Gilbert wondered why he did it, invite and party and all. Why had he spent all of his life chasing her, when she was always so far ahead. He wondered why he couldn't seem to stop, no matter how much he tried to let those unnamed, unknowable thoughts and feelings go. 

Gilbert wondered, and found that if it was all for Erzsébet, he didn't mind at all.

* * *

 

 

**iii. Memento Mori**

 

_ It’s over _ , Malcolm needs to remind himself more than once,  _ it’s over and it has been for hundred of years _ . He has barely touched his coffee, and the company of his brother Emrys– who is silently reading a book next to him, an old copy of  _ Macbeth _ , leaving his drink untouched as well– is barely helping.

The radio is playing a cheerful song, a cheesy pop piece that he has never heard before. The american accent of the singers hurts his ears and his sensibility, but he has other things to think about. More pressing matters. Like the man sitting in front of him.

 

Maybe this sense of overwhelming is because he just came back from months of isolation, and what a coincidence to find  _ him  _ back in London, and not just the asshole he calls “brother”.

He wonders what  _ he’s  _ doing there, and why he found  _ him  _ and Arthur chatting together, what relation the two of them have (an answer that always shifts dramatically depending on who you ask, and when); but then, of course, the answer this time is that it’s just for political reasons, adjustments about the European Union’s economy and whatnot.

 

As if he is technically, formally, not part of the European Union as well.

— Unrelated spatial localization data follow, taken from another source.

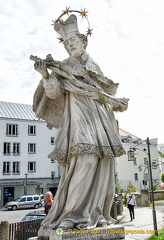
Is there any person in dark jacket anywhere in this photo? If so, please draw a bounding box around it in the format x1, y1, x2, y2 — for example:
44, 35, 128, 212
44, 191, 53, 216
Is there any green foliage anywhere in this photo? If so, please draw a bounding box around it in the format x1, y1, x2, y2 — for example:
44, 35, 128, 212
152, 184, 159, 191
115, 182, 121, 194
146, 228, 164, 240
127, 183, 137, 192
122, 193, 126, 205
158, 151, 164, 158
161, 174, 164, 183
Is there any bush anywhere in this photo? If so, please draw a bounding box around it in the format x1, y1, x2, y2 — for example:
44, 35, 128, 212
153, 184, 159, 191
146, 228, 164, 240
115, 182, 122, 194
161, 174, 164, 183
127, 183, 137, 192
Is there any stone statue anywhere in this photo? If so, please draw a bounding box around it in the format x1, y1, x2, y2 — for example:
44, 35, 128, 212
32, 13, 128, 238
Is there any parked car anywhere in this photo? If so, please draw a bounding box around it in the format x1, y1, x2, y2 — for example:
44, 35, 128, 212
5, 194, 44, 210
15, 211, 45, 239
21, 210, 45, 221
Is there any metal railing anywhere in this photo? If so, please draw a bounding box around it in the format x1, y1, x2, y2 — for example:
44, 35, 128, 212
9, 219, 43, 240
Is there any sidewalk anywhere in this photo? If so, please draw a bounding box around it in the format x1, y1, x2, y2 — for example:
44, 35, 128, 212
118, 205, 164, 240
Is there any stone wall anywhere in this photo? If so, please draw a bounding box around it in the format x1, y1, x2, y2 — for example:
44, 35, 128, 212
134, 190, 150, 207
149, 190, 164, 201
134, 190, 164, 206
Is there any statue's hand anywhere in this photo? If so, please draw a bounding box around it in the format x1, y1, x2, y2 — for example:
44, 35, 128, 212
34, 59, 49, 79
113, 97, 129, 112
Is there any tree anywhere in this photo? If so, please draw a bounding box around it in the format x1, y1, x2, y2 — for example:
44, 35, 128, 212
159, 151, 164, 185
127, 183, 137, 192
161, 174, 164, 183
115, 182, 122, 194
158, 150, 164, 158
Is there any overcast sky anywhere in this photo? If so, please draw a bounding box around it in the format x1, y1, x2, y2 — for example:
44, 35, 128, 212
1, 0, 164, 143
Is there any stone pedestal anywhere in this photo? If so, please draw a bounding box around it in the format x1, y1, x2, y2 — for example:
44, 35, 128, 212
0, 221, 10, 240
141, 189, 150, 207
28, 225, 125, 240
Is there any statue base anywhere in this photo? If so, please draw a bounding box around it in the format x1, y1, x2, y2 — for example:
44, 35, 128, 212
28, 225, 125, 240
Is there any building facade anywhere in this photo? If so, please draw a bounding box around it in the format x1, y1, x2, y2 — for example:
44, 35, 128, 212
0, 101, 161, 206
116, 130, 161, 191
0, 101, 60, 207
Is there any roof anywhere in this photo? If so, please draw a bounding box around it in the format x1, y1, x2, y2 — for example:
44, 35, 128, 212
119, 128, 141, 139
0, 101, 143, 141
0, 101, 38, 120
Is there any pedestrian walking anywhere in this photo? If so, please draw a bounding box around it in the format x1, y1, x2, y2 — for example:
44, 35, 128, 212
126, 188, 136, 221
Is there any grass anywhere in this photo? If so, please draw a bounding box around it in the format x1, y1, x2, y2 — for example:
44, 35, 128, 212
146, 228, 164, 240
154, 199, 164, 202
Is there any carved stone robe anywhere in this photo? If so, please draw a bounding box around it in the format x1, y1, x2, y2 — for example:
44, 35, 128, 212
33, 52, 126, 237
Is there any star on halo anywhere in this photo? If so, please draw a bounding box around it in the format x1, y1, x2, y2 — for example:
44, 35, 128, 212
51, 7, 93, 37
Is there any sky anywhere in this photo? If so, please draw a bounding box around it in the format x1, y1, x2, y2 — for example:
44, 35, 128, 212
1, 0, 164, 143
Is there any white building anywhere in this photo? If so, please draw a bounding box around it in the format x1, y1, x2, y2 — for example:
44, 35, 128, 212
0, 101, 60, 207
158, 144, 164, 176
0, 101, 161, 206
116, 129, 161, 191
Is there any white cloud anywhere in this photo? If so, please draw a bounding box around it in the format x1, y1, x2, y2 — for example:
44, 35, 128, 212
0, 0, 164, 143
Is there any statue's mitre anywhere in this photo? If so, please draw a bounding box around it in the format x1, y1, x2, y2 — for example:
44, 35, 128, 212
54, 14, 79, 41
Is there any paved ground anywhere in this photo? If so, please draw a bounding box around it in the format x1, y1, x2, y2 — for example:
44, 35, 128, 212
0, 206, 44, 223
117, 201, 164, 240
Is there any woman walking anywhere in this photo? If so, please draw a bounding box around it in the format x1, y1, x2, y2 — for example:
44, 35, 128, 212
126, 188, 137, 221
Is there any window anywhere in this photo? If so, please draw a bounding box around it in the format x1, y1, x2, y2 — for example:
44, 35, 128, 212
20, 197, 26, 202
134, 173, 138, 181
28, 162, 36, 172
121, 136, 133, 143
28, 143, 36, 153
13, 162, 20, 174
152, 162, 158, 169
143, 180, 147, 185
3, 142, 11, 155
13, 143, 20, 155
133, 138, 142, 144
58, 165, 62, 177
34, 196, 39, 200
28, 125, 36, 135
6, 124, 18, 136
133, 157, 137, 165
3, 162, 10, 174
51, 171, 55, 181
51, 137, 55, 145
27, 197, 33, 201
144, 157, 148, 166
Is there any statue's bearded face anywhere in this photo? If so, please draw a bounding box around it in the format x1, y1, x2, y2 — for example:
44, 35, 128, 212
63, 34, 86, 58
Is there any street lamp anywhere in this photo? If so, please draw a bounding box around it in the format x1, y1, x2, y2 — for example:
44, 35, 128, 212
24, 173, 28, 195
127, 137, 158, 236
127, 148, 135, 161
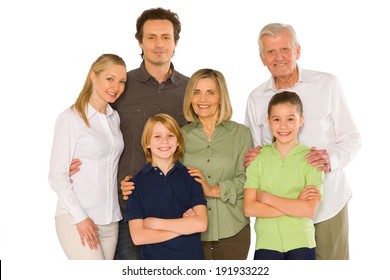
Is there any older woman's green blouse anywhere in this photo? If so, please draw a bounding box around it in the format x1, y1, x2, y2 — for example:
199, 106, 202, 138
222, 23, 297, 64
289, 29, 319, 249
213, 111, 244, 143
181, 120, 254, 241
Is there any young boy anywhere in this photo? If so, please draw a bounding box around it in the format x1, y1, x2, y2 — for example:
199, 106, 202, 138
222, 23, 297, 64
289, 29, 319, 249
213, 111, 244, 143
125, 113, 208, 260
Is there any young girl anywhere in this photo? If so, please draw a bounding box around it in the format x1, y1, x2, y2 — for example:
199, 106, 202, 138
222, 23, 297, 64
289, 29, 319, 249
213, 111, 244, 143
49, 54, 127, 259
244, 91, 324, 260
124, 113, 208, 260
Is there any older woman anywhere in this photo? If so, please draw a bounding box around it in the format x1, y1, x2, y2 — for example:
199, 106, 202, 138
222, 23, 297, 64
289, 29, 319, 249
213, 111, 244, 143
181, 69, 253, 260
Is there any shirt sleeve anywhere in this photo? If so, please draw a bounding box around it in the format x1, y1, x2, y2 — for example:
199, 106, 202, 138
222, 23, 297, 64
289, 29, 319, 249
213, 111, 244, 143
48, 112, 87, 224
328, 77, 361, 171
245, 95, 262, 147
190, 178, 207, 208
124, 177, 145, 221
305, 164, 325, 200
219, 127, 254, 204
243, 153, 261, 190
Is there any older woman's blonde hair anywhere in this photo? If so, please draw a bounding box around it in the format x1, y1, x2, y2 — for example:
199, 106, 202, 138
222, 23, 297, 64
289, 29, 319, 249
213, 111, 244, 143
72, 53, 126, 127
183, 68, 233, 125
141, 113, 184, 164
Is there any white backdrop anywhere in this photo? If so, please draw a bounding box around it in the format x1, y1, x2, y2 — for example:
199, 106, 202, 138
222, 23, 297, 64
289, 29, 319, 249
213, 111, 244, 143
1, 0, 388, 279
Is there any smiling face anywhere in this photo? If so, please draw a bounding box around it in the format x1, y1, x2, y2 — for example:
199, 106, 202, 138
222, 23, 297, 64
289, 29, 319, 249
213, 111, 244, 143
267, 102, 304, 147
90, 64, 127, 106
139, 19, 176, 68
260, 31, 300, 84
191, 77, 220, 122
147, 121, 179, 165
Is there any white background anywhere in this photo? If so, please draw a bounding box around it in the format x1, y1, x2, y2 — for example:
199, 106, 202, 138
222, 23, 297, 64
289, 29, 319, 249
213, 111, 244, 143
1, 0, 388, 279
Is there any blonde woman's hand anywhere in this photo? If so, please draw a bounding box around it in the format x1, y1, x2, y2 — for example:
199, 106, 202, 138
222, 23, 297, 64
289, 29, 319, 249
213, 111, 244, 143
76, 217, 99, 250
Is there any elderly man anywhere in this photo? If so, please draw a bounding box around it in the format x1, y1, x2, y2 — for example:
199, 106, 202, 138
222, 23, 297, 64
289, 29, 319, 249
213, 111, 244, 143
244, 23, 361, 260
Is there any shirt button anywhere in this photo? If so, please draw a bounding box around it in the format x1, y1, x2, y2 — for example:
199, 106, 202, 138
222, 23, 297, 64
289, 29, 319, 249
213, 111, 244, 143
208, 176, 211, 179
208, 207, 211, 211
207, 159, 210, 162
207, 145, 210, 148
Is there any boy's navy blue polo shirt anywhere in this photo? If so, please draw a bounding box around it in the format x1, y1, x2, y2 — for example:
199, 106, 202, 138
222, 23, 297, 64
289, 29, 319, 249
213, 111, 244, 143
125, 161, 207, 260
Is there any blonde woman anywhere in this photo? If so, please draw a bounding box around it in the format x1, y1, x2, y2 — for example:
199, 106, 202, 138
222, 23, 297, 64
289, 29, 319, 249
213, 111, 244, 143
49, 54, 127, 259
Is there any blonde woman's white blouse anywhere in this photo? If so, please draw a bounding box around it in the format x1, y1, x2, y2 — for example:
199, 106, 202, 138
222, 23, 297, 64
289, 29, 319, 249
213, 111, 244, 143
49, 104, 124, 225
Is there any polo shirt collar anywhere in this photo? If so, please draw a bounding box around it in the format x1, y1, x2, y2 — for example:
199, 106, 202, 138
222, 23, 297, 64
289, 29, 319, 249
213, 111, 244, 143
86, 103, 114, 119
142, 161, 186, 174
142, 163, 154, 174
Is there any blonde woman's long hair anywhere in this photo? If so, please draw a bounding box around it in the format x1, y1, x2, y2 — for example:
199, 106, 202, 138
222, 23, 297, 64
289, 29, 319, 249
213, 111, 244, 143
72, 54, 126, 127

_ Couldn’t they have asked me?  _

Well, he has been absent, but have they asked Wales?

He doubts it. Wales himself doesn’t help at all, absorbed as he is into reading whatever, completely ignoring any conversation that is going on right now. A conversation that Malcolm himself has lost track of.

 

“So how about you? How are you doing? England has told me about your  _ vacation _ , and I’ve heard your cottage location has a wonderful landscape. Will you take me there, sometimes?”

Malcolm nods, wondering if the flirty tone implies anything that François doesn’t want to say out loud. Seduction, seduction, the  _ game  _ of seduction… they say in love and war all is fair, but he never got quite the hang of the “love” part.

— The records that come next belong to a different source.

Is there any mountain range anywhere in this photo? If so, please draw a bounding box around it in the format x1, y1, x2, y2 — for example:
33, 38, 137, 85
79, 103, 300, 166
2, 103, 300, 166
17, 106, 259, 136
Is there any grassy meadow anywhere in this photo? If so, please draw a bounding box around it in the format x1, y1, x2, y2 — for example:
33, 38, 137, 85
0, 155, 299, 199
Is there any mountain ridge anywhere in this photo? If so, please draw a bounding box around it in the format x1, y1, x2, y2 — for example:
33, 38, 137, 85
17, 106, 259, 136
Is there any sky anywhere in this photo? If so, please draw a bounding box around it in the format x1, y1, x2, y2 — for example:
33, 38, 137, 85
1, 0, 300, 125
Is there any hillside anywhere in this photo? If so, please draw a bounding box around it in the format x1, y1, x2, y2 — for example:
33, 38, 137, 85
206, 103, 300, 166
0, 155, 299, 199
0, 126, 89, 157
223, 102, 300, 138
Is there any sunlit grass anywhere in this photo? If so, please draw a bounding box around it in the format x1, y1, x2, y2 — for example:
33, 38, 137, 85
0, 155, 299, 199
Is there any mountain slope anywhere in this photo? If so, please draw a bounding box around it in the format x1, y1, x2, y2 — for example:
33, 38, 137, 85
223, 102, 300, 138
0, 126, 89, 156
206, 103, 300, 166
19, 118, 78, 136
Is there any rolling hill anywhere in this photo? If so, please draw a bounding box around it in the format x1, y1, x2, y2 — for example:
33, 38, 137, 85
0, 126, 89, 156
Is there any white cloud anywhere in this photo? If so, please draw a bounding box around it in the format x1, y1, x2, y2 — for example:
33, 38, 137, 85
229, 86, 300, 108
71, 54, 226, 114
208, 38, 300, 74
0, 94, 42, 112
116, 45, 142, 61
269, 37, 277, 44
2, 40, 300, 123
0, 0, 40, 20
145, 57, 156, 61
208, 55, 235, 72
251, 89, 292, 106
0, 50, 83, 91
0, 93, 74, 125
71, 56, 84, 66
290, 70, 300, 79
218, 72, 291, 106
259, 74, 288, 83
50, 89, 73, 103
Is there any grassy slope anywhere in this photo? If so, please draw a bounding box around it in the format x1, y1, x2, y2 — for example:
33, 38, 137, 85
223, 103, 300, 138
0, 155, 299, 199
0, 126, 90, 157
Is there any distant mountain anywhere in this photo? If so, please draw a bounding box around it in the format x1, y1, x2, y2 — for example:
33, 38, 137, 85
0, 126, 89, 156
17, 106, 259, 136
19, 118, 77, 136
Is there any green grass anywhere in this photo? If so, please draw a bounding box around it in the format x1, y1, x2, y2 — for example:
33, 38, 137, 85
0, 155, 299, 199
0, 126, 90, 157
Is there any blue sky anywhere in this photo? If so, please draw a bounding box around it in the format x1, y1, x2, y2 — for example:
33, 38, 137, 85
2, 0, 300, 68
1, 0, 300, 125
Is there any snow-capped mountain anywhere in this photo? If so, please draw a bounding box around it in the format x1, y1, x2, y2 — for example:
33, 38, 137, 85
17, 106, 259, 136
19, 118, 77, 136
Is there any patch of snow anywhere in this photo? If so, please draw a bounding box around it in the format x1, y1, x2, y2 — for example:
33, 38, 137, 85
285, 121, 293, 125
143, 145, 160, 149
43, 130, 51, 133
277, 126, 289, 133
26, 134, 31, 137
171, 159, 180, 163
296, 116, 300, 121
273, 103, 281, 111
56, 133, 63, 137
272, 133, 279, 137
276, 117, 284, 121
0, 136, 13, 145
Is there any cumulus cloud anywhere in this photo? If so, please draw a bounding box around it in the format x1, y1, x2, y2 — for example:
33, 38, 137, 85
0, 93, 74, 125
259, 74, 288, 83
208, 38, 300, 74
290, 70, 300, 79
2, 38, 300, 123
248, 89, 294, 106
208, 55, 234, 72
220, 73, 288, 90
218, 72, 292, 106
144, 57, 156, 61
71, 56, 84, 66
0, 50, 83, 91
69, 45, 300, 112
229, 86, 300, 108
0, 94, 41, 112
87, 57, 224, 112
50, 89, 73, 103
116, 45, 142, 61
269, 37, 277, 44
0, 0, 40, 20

“Only if you can survive a week without electricity.”

“Ah, but you forget, we have survived centuries without that. It will certainly bring back memories.”

“ _ That _ ...  that’s for sure.” 

His face has probably turned as red as his hair, and François must have noticed. He always notices. And he’s sure that this sentence did, indeed, mean something  _ more _ .

 

_ Of course, of course it would bring back memories. Memories of the days we shared and the nights we spent together, memories of your golden hair sprawled over my pillows, of the ways you would cling to me in winter, complaining about the cold. _

_ When we were young, and green, and I was foolish– and thought that “love” could ever be something that could happen to the likes of us.  _

 

“Then,” François interrupts his thoughts with a voice sweet as honey, “I’ll be looking forward to your invite.” 

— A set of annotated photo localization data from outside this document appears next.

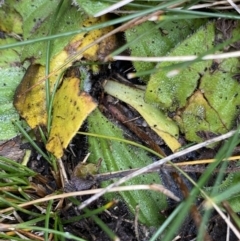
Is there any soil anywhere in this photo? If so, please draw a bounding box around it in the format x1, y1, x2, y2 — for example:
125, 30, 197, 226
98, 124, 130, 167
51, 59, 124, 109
1, 20, 240, 241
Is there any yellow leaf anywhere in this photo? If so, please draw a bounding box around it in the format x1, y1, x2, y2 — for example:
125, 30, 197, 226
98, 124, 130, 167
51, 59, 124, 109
14, 64, 48, 127
14, 16, 116, 128
46, 77, 97, 158
104, 80, 181, 152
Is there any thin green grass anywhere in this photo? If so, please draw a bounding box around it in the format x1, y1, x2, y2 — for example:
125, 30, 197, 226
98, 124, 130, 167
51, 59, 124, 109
151, 129, 240, 240
78, 131, 164, 158
2, 0, 240, 240
67, 197, 119, 240
63, 198, 116, 224
0, 226, 87, 241
13, 121, 51, 163
45, 200, 54, 240
0, 1, 183, 51
45, 0, 65, 135
0, 156, 87, 240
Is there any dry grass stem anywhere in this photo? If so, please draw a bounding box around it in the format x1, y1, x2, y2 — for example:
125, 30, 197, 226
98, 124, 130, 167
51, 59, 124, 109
113, 51, 240, 63
77, 130, 238, 210
0, 184, 176, 214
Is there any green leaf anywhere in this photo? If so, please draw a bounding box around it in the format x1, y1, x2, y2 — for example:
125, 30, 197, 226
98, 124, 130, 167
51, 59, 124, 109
145, 22, 215, 110
75, 0, 158, 16
0, 1, 23, 34
0, 67, 26, 140
73, 0, 112, 16
0, 37, 21, 68
125, 18, 207, 82
146, 21, 240, 143
13, 0, 87, 64
87, 109, 168, 226
0, 36, 27, 140
104, 80, 180, 152
14, 0, 60, 38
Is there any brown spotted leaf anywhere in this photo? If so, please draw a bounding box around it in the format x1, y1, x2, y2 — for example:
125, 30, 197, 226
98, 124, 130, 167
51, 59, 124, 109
46, 77, 97, 158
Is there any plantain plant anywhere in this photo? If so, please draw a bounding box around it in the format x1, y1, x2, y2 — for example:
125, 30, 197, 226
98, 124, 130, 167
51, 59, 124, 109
1, 0, 240, 240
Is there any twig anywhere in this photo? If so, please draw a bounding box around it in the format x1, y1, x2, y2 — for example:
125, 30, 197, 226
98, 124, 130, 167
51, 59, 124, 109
94, 0, 134, 17
226, 0, 240, 13
134, 205, 140, 241
208, 200, 240, 239
0, 184, 179, 214
113, 51, 240, 63
57, 158, 68, 186
92, 158, 240, 182
77, 130, 238, 210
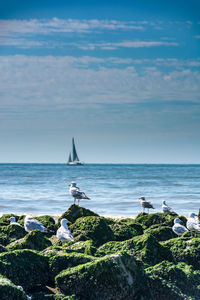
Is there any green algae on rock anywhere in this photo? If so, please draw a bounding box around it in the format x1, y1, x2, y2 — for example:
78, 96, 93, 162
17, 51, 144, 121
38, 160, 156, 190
109, 223, 140, 241
7, 229, 52, 251
56, 252, 148, 300
96, 233, 172, 266
58, 204, 99, 224
135, 212, 180, 229
163, 236, 200, 269
144, 225, 177, 241
70, 216, 115, 246
146, 261, 200, 300
0, 249, 49, 291
49, 252, 95, 280
0, 275, 27, 300
65, 240, 97, 256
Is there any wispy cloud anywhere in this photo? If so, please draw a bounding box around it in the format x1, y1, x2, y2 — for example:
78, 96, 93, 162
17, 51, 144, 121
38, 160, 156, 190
0, 18, 145, 37
77, 40, 179, 50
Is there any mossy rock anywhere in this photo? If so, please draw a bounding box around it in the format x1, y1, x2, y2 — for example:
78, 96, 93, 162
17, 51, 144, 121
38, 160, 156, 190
163, 236, 200, 269
2, 224, 26, 241
0, 249, 49, 291
58, 204, 99, 224
96, 233, 172, 266
109, 223, 139, 241
118, 218, 144, 234
0, 244, 8, 253
65, 240, 97, 256
56, 252, 149, 300
144, 225, 177, 241
70, 216, 115, 246
146, 261, 200, 300
135, 212, 179, 229
0, 275, 27, 300
49, 252, 95, 280
0, 232, 9, 246
7, 229, 52, 251
36, 215, 57, 236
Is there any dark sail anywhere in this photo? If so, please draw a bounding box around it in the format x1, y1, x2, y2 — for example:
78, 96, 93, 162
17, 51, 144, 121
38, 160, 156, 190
72, 138, 79, 161
68, 152, 72, 163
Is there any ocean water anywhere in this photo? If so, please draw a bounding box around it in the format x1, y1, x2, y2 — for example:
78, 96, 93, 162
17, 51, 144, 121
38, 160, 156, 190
0, 164, 199, 217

He adjusts a lock of blond hair behind his ear, and Malcolm’s throat feels dry and itchy.

“I missed talking to you.”

“Me too,” Malcolm lies.

 

Whatever will happen in that cottage, if he were to invite him, would it be love?

What they once called that had been tainted, broken, washed away by a stream of blood.

But if Malcolm were wrong, and it could be love after all: can love undo betrayal, indifference, the death that once had been?

 

_ “Will all great Neptune's ocean wash this blood clean from my hand?  _

_ No, this my hand will rather the multitudinous seas incarnadine, making the green one red.” _

 

All of a sudden, Emrys shuts his book and stands from his seat.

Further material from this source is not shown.